Ora, o problema reside exactamente aí: ou se assiste a uma mudança, ou este Despacho não passa de paleio que nada acrescentará. Se a Escola tiver por missão, entre outras, claro, a Educação Desportiva, podemos estar a falar, a prazo, de uma excelente interface com o sistema desportivo. Falar-se de "apoio ao alto rendimento na escola" sem que os pressupostos sejam alterados é como tentar resolver uma ferida grave com um penso rápido! O mister da escola, ao contrário do que é salientado no Despacho, não deve visar "o alto rendimento relacionado com um elevado cariz de seleção, rigor e exigência (...)", mas sim a EDUCAÇÃO para todos, através de uma prática que espolete, na generalidade, um compaginado interesse para a vida, de base cultural e, para alguns, a superação conducente às grandes performances. Começar a casa pelo telhado não me parece fazer sentido.

"PARTE C - EDUCAÇÃO 
Gabinetes da Secretária de Estado Adjunta e da Educação e dos Secretários de Estado da Educação e da Juventude e do Desporto, Despacho n.º 9386-A/2016. 
A implementação de um programa nacional para a inovação na aprendizagem, adaptando o sistema educativo para padrões que melhor respondam aos desafios da aprendizagem no século XXI, viabilizando iniciativas mobilizadoras dos agrupamentos de escolas e escolas não agrupadas é um compromisso assumido no âmbito do programa do XXI Governo Constitucional. Nas variadas vertentes da valorização das áreas curriculares, a articulação da política desportiva com a Escola e o reforço da educação física e da atividade desportiva, na compatibilização desta com o percurso escolar e académico, é essencial a valorização do apoio aos alunos e simultaneamente atletas de alto rendimento e/ou integrados em seleções nacionais. Por sua vez, o desporto de alto rendimento é hoje reconhecido como importante fator de desenvolvimento desportivo. Para além de gozar de um invulgar impacto no plano social, gera um interesse e entusiasmo pelo desporto que acaba por contribuir para a generalização da prática desportiva.

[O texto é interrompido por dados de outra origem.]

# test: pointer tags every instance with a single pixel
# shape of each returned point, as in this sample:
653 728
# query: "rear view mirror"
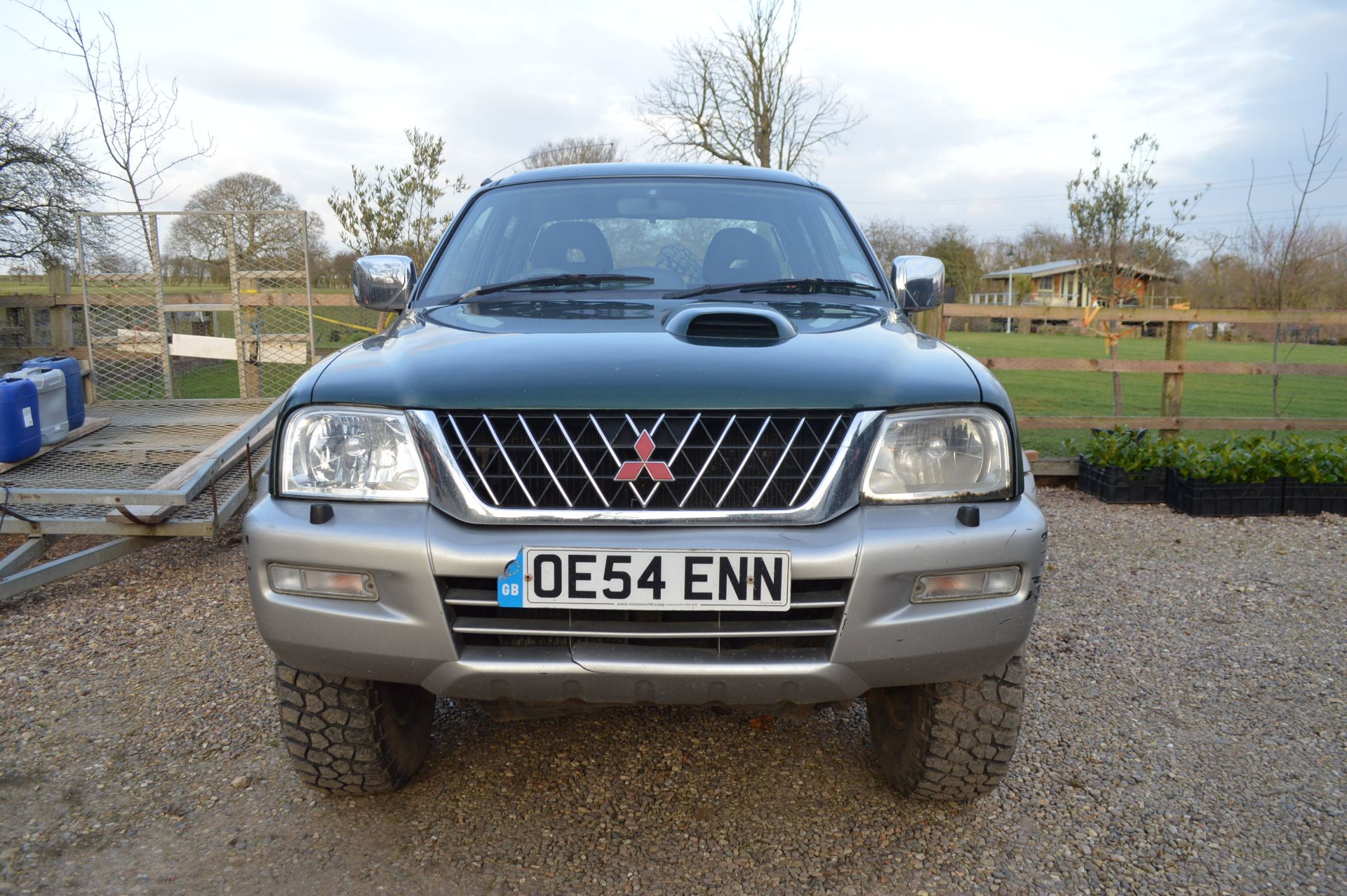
384 282
919 282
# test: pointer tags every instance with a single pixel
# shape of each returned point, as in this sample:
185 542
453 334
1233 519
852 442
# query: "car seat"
575 247
736 255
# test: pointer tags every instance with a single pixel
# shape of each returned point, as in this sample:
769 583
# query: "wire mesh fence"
247 329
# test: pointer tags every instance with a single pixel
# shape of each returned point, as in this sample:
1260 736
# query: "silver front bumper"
881 641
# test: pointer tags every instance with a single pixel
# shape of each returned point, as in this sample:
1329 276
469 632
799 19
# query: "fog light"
302 580
1001 581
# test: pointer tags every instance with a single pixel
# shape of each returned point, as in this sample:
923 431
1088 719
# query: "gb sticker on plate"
509 587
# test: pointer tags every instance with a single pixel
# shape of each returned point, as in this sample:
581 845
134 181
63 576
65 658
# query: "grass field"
1075 392
38 286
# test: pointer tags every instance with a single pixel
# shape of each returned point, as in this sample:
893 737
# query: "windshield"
666 234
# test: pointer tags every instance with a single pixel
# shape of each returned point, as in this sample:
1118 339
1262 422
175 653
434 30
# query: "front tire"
352 735
953 740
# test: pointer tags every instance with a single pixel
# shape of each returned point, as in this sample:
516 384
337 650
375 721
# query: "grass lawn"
38 286
1078 392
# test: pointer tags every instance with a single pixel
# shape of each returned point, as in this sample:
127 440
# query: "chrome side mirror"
384 282
919 282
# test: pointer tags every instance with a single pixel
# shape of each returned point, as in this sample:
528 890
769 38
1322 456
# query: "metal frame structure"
163 467
130 305
206 490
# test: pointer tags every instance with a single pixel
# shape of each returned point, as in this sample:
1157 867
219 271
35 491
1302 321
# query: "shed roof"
1066 266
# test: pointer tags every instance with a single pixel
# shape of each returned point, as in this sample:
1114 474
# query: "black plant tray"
1316 497
1115 486
1198 497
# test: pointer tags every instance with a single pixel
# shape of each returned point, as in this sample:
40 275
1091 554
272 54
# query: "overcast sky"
978 114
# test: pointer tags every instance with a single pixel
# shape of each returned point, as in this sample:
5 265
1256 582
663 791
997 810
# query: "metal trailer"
154 471
149 464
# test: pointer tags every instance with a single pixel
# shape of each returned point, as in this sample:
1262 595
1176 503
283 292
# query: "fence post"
1171 396
166 354
92 380
248 386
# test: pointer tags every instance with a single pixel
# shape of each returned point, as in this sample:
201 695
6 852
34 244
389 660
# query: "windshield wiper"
799 286
556 279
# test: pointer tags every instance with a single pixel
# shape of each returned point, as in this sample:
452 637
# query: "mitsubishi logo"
631 471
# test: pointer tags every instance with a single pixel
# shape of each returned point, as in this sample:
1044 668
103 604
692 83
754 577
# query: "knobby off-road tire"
351 735
951 740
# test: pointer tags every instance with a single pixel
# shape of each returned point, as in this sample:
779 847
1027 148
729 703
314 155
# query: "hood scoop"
737 322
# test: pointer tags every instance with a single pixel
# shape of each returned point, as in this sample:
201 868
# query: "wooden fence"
64 341
1174 367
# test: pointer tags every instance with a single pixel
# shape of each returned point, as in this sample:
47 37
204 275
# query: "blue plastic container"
74 385
20 432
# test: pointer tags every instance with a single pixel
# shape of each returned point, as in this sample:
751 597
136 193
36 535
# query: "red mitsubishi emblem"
659 471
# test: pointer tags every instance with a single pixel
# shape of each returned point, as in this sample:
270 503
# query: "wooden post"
247 370
62 329
58 281
1171 396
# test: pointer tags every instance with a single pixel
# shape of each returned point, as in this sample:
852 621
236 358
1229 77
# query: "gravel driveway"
1184 735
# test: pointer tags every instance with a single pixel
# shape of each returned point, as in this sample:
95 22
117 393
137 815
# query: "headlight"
351 453
943 455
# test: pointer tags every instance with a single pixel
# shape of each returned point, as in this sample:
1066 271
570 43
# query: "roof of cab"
651 170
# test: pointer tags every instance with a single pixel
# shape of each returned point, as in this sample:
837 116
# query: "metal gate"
196 305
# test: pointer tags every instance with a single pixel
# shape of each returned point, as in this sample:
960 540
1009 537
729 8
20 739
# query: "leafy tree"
736 98
257 237
395 209
1111 227
135 116
43 182
574 152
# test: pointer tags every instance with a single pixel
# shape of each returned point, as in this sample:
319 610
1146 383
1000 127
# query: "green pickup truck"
648 434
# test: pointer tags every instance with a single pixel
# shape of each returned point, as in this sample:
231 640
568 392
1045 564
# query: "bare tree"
257 239
574 152
394 209
43 182
135 115
1111 227
1285 255
736 98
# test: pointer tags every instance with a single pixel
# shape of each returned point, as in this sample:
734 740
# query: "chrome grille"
811 623
691 461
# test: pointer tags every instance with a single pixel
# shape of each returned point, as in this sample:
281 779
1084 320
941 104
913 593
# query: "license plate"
647 580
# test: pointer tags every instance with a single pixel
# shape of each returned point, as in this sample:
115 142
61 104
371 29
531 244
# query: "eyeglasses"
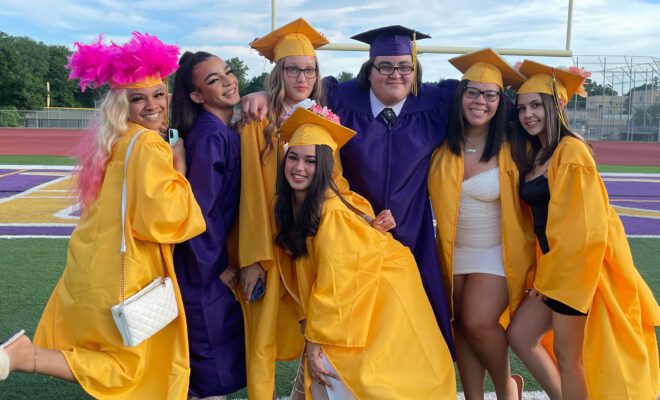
489 95
294 72
388 70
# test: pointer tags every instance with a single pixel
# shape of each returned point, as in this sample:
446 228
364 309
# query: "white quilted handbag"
152 308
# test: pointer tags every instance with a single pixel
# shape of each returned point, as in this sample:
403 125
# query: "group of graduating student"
308 234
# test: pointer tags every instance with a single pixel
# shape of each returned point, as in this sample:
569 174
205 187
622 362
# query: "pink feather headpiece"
142 62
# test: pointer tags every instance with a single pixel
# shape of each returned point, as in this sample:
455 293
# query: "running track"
63 142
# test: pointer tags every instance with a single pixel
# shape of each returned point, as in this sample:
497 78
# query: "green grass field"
30 268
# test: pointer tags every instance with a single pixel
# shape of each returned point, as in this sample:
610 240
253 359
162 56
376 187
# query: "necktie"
389 116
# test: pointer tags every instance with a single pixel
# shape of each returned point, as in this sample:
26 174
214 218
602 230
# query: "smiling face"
216 86
300 167
391 89
300 87
531 115
148 106
478 112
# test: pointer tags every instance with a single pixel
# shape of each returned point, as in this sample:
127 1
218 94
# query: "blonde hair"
276 93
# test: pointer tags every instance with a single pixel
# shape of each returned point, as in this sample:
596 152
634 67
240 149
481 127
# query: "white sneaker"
4 357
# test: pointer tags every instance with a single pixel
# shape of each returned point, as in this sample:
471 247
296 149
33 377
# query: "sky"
611 28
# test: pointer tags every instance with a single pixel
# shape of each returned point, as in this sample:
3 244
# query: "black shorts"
561 308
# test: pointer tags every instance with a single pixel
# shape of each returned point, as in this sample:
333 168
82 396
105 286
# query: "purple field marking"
36 230
651 206
13 184
647 189
618 192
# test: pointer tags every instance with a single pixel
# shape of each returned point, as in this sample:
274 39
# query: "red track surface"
39 142
63 142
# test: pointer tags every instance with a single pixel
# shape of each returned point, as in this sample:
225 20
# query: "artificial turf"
30 268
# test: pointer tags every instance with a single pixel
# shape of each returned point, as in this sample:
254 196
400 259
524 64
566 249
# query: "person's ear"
196 97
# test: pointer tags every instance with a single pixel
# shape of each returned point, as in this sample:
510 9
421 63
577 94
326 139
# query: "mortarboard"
486 66
297 38
394 40
542 79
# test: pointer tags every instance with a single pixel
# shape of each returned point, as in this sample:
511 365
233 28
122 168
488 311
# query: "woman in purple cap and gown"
205 92
399 123
388 161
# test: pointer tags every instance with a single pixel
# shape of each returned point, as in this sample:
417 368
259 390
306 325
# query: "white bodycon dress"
478 244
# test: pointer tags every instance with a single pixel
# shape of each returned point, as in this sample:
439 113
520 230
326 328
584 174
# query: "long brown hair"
525 148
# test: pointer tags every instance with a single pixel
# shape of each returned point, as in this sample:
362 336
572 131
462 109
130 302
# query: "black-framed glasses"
388 69
473 93
294 72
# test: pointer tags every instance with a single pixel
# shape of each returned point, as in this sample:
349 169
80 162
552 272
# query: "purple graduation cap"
395 40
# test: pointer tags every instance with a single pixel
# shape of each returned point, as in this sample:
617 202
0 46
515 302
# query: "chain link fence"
67 118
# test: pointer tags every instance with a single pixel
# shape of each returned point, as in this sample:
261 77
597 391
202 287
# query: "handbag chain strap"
122 248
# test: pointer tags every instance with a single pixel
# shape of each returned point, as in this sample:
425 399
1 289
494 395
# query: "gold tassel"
558 104
414 87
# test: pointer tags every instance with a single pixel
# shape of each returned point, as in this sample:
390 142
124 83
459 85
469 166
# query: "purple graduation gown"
215 319
389 167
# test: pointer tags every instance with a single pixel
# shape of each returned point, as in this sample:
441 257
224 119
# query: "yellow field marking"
46 173
634 200
13 173
646 180
636 212
31 207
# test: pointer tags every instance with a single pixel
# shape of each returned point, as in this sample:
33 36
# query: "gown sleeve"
207 173
348 262
164 208
576 230
255 235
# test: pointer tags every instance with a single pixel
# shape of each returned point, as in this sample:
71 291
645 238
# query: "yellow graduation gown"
161 211
518 240
272 331
363 299
590 268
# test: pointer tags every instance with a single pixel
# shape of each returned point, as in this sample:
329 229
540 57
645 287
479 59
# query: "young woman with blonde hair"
77 339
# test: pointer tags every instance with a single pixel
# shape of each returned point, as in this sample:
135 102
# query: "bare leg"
569 337
532 320
26 357
298 390
485 297
469 368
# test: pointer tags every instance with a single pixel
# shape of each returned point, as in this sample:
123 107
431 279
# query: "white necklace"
470 149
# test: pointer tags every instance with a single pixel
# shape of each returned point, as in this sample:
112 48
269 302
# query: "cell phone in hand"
258 291
172 136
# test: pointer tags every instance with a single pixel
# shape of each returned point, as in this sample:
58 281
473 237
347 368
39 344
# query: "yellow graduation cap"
304 127
486 66
296 38
541 77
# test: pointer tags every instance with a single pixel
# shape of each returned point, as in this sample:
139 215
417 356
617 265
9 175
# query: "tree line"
27 66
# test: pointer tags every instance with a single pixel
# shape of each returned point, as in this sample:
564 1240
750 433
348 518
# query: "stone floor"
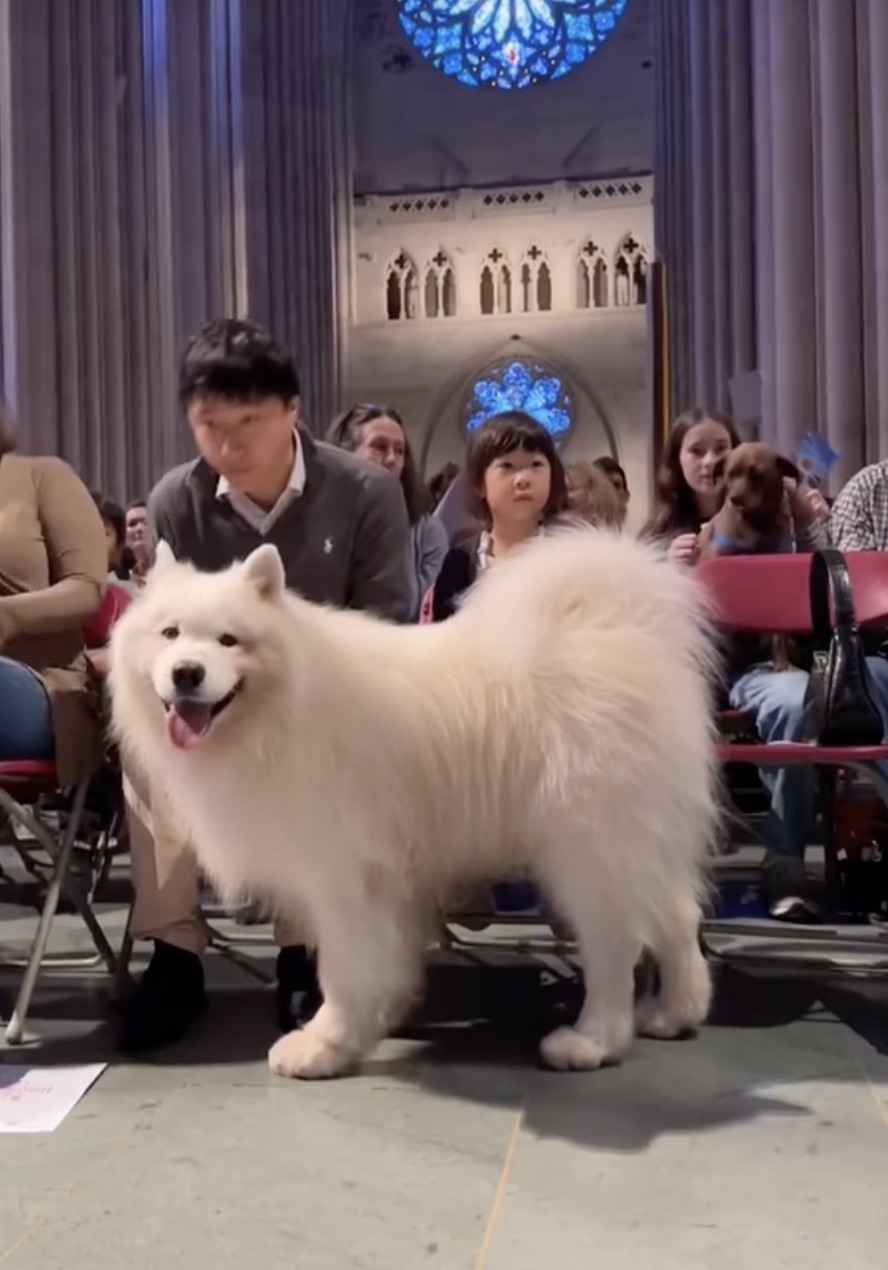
759 1146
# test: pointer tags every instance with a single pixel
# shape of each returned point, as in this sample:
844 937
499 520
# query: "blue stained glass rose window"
521 385
508 43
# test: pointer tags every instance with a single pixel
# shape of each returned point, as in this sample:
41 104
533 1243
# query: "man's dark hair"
238 360
501 436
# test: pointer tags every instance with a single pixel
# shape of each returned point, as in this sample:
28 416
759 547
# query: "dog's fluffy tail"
607 582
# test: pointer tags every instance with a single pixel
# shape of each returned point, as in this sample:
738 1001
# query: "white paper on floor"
37 1099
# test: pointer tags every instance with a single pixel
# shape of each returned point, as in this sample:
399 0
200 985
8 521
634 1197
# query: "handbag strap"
830 578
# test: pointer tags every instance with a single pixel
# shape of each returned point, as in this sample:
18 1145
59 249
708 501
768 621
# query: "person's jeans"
775 701
26 718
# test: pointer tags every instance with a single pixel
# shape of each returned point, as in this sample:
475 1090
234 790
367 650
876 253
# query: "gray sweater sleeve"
164 507
380 581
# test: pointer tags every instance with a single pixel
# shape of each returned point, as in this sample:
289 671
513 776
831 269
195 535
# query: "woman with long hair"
377 433
689 480
53 561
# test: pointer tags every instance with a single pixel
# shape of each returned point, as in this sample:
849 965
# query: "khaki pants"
165 879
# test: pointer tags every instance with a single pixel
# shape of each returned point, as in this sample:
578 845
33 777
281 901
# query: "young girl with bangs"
516 490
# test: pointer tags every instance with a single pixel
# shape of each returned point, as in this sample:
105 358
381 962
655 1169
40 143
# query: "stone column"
873 71
703 193
295 154
840 379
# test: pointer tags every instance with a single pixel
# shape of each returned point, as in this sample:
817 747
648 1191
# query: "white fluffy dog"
355 772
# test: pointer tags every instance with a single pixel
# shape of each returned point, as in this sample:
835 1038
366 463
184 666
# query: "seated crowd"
351 536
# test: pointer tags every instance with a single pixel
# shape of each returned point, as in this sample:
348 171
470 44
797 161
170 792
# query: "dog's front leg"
370 962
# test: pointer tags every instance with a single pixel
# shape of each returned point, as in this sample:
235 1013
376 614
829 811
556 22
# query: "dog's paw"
571 1050
656 1024
308 1057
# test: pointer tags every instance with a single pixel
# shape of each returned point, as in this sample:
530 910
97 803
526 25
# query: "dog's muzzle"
188 719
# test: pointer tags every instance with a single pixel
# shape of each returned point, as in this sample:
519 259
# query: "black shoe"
167 1001
297 989
788 892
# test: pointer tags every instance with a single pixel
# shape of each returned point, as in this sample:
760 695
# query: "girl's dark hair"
501 436
675 504
6 432
611 467
344 432
114 517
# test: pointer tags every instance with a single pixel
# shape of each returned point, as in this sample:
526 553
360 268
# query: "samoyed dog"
355 772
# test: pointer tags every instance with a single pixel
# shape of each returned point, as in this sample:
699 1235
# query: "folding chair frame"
36 780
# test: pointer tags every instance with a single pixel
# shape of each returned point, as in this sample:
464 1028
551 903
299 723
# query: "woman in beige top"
52 574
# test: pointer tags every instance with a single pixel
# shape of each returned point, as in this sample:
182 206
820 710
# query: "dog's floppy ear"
787 467
164 558
264 569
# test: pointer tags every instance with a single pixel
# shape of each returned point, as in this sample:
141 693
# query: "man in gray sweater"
341 527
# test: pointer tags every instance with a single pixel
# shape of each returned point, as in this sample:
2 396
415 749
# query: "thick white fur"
558 725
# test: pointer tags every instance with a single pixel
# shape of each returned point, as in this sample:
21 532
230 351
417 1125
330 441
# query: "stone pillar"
295 149
873 73
703 194
840 379
789 183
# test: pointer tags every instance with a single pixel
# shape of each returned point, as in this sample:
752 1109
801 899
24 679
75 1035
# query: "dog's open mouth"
188 720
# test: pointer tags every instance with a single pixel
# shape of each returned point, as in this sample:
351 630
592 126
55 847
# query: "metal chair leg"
14 1033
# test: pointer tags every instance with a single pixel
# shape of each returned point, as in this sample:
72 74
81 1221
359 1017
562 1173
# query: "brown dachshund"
753 517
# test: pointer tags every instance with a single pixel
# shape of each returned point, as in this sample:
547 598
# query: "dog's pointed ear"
264 569
164 558
787 467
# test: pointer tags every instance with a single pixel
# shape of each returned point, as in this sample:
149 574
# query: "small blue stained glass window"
508 43
521 385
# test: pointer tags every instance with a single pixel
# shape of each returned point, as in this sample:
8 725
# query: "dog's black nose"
188 676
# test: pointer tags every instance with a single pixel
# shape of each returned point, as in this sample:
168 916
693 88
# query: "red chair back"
98 629
770 593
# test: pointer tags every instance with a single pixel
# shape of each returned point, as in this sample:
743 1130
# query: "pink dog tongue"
188 723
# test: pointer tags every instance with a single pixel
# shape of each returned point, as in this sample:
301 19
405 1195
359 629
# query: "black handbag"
840 706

O conceito de desporto de alto rendimento está relacionado com um elevado cariz de seleção, rigor e exigência e por isso apenas alguns dos melhores praticantes portugueses se encontram abrangidos por este nível de prática desportiva. Efetivamente, a lei define alto rendimento como “a prática desportiva em que os praticantes obtêm classificações e resultados desportivos de elevado mérito, aferidos em função dos padrões desportivos internacionais”. 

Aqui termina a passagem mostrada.